Little Lake Creek Wilderness, and the hike that didn't happen

Ah, the rain insane stays mainly in the coastal plane.  After suffering through a drought of record that apparently peaked in 2011, it seems this year that the precip is never planning to stop here on the upper Texas coast.
This is what the radar looks like as I write this post.  It wasn't any better two days ago when I was up in the Sam Houston National Forest.  
Ordinarily I would not venture out in that kind of weather, but I had business in the area and I decided to divert for an overnight boondock.  I was hoping the rain would let up long enough for me to explore a trail or two in the 3,800-acre Little Lake Creek Wilderness Area.
I saw a lake, alright, but it wasn't where it was reported on the map.  It commenced in the parking lot and continued over basically the entire wilderness.  The ditches in the area were overflowing onto the FM roads, which is something you don't see every day.  
Not looking good, is it??  But I had journeyed all the way to this trailhead north of Montgomery, Texas, so I had to at least give it a proverbial shot.  A token effort.  
The ground was so saturated that every step was a slip 'n' slide.  The trail is not well-compacted and has not been mulched or covered in aggregate.  This is good information to know.  In heavy rain, it's almost impassable.  I couldn't walk more than about one mile an hour due to the uncertain footing in these conditions.  
This bridge sorta summed up my mood.  

Signs pointing east and west toward areas of interest that I will have to return one drier day to explore.  
This guy was trying to keep from drowning.  Hug that sign!
I hiked for about 20 minutes total, but the downpour was so intense that it was literally deafening on my umbrella.  This is where zip-off pants really come in handy, though.  The umbrella kept the top part of me relatively dry, and I was able to remove and wring out the pant legs without having to get undressed.  I hung them up to dry using Container Store's magnet clips.  
All was not lost, however, as I had a peaceful and relaxing boondock that night in the nearby Conroe area.  We are drawing closer to the time of year where boondocking will be difficult to impossible due to the subtropical summer heat.  Our Interstate has an Onan generator that will run the coach A/C, but I find it difficult to imagine a restful night with that noisy little sucker running all night long. So it will be RV park or bust for the coming months.
I never have a boondocking overnight without learning something new, and this time was no exception.  What I learned is that I still haven't identified a workable butter travel solution.

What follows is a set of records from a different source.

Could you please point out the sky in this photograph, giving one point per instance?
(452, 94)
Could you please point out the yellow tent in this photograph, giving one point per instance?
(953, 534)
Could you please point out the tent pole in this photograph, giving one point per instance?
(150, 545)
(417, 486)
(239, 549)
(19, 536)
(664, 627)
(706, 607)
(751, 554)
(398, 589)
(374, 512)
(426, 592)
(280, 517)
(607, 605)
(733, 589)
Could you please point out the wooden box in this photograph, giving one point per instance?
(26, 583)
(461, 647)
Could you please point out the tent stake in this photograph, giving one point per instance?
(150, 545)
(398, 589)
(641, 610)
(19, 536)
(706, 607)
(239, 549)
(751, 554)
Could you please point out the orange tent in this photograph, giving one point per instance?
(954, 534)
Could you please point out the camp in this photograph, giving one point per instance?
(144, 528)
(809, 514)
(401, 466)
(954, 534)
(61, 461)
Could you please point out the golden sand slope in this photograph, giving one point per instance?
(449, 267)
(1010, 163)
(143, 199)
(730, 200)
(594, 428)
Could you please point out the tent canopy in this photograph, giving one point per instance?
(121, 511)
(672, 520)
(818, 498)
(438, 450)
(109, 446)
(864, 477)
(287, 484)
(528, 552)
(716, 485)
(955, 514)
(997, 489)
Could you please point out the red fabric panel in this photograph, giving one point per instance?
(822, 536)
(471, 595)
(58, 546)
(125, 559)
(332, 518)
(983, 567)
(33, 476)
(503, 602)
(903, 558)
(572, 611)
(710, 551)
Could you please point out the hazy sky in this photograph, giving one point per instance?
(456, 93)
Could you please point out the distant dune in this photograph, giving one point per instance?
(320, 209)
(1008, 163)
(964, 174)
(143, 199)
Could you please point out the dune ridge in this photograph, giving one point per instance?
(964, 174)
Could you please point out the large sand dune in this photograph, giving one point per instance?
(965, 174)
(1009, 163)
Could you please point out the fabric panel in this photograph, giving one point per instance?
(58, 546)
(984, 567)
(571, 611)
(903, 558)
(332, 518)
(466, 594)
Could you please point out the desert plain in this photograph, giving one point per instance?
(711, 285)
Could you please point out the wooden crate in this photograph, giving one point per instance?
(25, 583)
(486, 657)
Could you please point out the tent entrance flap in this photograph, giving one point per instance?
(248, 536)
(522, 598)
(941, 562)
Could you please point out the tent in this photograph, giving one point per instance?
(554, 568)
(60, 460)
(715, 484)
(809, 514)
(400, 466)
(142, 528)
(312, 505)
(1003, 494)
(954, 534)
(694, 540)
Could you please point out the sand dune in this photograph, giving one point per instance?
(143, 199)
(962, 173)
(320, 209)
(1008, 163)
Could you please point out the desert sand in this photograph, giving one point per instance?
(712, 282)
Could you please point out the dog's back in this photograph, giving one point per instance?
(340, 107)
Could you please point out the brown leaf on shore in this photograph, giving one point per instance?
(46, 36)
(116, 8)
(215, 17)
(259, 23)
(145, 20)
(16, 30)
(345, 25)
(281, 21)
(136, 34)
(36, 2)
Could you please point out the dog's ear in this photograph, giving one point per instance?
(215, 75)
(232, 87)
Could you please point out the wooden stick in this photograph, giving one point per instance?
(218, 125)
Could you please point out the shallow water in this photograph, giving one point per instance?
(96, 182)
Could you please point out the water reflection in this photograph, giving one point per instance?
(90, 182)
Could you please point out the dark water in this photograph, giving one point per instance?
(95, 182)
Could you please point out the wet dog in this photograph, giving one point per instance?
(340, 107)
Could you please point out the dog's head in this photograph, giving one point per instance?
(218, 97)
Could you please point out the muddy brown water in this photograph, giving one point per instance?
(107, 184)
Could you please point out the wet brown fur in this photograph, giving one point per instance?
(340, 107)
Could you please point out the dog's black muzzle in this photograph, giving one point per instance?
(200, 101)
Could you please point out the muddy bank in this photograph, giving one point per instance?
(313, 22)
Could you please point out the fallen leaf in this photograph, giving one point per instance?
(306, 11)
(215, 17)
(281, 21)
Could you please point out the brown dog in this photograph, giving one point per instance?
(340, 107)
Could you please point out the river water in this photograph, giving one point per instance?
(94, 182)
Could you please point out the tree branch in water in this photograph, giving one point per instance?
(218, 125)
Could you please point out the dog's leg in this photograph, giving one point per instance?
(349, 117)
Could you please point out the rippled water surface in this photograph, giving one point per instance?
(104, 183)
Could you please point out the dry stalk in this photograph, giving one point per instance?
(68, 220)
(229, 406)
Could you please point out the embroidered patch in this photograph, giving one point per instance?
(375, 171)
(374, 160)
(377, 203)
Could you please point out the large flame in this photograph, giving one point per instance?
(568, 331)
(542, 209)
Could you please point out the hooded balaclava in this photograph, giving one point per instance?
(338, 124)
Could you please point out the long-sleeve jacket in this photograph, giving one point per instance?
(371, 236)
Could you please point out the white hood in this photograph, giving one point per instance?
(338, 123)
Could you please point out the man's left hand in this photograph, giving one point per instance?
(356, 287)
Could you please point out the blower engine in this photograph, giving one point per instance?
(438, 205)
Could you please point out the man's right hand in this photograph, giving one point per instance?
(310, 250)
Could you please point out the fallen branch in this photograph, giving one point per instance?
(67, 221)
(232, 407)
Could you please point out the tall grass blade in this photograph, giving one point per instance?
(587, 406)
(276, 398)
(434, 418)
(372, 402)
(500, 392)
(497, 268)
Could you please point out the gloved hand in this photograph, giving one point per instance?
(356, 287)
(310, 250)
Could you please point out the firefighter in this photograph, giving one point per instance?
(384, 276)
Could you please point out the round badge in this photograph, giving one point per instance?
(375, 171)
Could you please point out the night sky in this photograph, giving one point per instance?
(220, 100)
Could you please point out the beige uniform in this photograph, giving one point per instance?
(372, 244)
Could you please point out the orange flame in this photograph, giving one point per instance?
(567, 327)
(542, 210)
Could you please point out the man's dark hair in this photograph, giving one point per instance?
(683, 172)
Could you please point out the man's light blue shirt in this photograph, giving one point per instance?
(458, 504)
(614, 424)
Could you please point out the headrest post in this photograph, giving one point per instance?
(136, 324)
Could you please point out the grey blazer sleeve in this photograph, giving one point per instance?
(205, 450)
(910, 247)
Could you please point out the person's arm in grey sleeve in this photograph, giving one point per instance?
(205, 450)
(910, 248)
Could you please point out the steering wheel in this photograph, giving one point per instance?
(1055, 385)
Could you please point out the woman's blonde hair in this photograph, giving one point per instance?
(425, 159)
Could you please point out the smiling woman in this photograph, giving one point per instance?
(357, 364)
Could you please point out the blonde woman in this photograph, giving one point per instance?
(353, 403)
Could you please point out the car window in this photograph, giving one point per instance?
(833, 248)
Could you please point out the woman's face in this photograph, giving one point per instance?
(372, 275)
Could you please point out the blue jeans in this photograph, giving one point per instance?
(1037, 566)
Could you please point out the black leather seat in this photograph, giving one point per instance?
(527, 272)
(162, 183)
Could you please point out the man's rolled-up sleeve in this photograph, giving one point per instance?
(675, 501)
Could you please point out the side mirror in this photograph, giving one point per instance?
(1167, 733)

I don't like to put it in the fridge where it would become rock hard and unspreadable, but I haven't found a good receptacle for containing the inevitable slop, either.  This is the standard Rubbermaid butter dish that has been manufactured for years, but even used upside-down from its intended orientation, it still found a way to leak like a sieve all over my tiny little Class B floor.  The search for a better butter solution continues. 
But I did get some yoga done.  Believe it or not, one can successfully do a lot of yoga in the narrow confines of an Interstate.  More about that later.